Of all the controversial subjects in the church over the years, as well as today, is the subject of the Holy Spirit. Some overemphasize its presence and work. There are some modern preachers today who abuse it and use it to make themselves rich by claiming to have supernatural healing powers and other gifts that draw hurting people to them. Others minimize it or simply ignore it. Both of those approaches are wrong. Martin Lloyd-Jones says, “Because of certain exaggerations, excesses and freak manifestations, and the crossing of the border line from the spiritual to the scientific, the political and the merely emotional, there are many people who are afraid of the doctrine of the Holy Spirit, afraid of being too subjective. So they neglect it altogether. I would also suggest that others have neglected the doctrine because they have false ideas with regard to the actual teaching concerning the person of the Holy Spirit.”

There are three persons in the Godhead: the Father, the Son, and the Holy Spirit. These are the only persons in the Godhead. They all are omniscient, omnipotent, and omnipresent. These characteristics of divinity soundly establish their character and nature.  A quick look at various passages in the bible demonstrates that they all have these divine characteristics. All three are Omnipotent, which means “all-powerful.” Only three Persons have the attribute of omnipotence. God the Father is omnipotent in 1 Peter 1:5. The Son is omnipotent in Hebrews 1:3. The Holy Spirit is omnipotent in Romans 15:19. All three are omniscient. That means “all-knowing.” The Father is omniscient in Jeremiah 17:10. The Son is omniscient in John 16:30; 21:17, and Revelation 2:23. The Holy Spirit is omniscient in 1 Corinthians 2:10–11. All three are omnipresent, meaning that “God is everywhere.” The Father is omnipresent according to Jeremiah 23:24. The Son is omnipresent according to Matthew 18:20 and 28:20. The Holy Spirit is omnipresent according to Psalm 139:7–10.

A fourth characteristic that all three persons in the Godhead share is eternality. This is another divine attribute that the Scriptures ascribe to all three of the persons of the Godhead. Hebrews 9:14 establishes this trait for the Holy Spirit. It says, “…how much more will the blood of Christ, who through the eternal Spirit offered himself without blemish to God, purify our conscience from dead works to serve the living God.” Only three persons possess all four of these attributes of God.  John Owen, the renowned Puritan theologian, tells us (according to Stephen Olford) that if the sin of Old Testament times was the rejection of God the Father, and the sin of New Testament times was the rejection of God the Son, then the sin of our times is the rejection of God the Holy Spirit.”

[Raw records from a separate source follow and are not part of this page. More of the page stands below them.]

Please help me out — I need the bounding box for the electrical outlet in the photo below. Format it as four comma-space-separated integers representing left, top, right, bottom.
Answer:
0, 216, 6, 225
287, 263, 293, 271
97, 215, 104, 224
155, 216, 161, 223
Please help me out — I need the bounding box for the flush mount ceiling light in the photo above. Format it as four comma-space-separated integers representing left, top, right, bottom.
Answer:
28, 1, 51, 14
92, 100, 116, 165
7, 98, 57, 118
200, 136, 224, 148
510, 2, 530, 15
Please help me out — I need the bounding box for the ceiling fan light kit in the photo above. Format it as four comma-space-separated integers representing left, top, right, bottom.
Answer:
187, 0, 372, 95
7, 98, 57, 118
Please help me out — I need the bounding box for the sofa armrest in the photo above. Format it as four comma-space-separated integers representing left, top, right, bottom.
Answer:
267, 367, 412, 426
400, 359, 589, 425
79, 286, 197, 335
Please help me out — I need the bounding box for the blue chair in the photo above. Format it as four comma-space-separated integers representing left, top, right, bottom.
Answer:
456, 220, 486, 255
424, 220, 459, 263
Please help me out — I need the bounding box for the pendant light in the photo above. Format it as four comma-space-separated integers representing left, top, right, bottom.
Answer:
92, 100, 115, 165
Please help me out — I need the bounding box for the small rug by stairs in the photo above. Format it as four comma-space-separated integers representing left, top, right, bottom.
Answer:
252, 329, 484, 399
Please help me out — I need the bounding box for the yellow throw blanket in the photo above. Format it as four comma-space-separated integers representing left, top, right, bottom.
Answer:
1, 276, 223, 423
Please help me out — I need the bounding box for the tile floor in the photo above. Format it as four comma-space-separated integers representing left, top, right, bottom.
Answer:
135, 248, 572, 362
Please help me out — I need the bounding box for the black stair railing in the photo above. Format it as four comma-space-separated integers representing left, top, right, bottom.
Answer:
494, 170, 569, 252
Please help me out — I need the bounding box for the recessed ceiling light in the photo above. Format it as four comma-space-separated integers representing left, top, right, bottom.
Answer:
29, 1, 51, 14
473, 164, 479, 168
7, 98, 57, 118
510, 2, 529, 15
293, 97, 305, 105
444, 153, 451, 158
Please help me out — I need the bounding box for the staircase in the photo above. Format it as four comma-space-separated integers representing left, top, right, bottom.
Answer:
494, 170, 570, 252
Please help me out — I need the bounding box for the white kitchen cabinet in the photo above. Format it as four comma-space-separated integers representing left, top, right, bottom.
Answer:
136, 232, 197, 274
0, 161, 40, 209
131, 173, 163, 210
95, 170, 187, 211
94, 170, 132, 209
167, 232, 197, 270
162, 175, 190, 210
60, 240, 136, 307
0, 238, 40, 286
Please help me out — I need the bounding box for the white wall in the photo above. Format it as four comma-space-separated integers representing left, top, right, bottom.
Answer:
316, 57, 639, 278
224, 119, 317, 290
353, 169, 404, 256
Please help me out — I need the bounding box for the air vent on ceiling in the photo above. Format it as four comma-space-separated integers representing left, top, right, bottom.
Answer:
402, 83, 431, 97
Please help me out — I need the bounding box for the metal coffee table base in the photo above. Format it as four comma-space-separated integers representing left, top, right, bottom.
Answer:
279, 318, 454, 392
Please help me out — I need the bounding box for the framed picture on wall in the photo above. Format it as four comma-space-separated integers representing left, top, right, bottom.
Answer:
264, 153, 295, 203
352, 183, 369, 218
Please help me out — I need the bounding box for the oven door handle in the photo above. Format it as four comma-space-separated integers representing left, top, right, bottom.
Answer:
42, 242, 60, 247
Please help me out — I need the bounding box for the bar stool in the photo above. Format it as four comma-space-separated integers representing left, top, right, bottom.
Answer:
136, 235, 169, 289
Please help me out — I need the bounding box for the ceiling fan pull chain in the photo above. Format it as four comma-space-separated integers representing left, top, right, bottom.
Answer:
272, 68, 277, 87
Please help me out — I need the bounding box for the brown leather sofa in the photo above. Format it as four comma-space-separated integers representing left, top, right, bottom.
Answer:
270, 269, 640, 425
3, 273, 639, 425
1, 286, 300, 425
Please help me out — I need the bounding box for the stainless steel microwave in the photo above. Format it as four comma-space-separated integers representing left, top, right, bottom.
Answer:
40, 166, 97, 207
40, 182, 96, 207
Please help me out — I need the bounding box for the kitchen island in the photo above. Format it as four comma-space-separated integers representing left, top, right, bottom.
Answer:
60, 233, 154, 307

We are instructed by the Bible to worship God only. Since we are Trinitarians in our faith, we worship the Father, Son, and the Holy Spirit. Letham says, “We worship the Holy Spirit, who gives life and breath to all, who grants us the gift of faith, who sustains us through the difficulties of life as Christians in a world set in hostility to God, and who testifies of the Son. And we worship with one act of adoration the one undivided trinity, for as we cast our minds and hearts before the three persons of the holy trinity, we acknowledge the one indivisible God.”[1]

[1] Letham, Robert. 2013. “How the Triune God Transforms Worship.” Credo: The Trinity & The Christian Life (April 2013), 2013.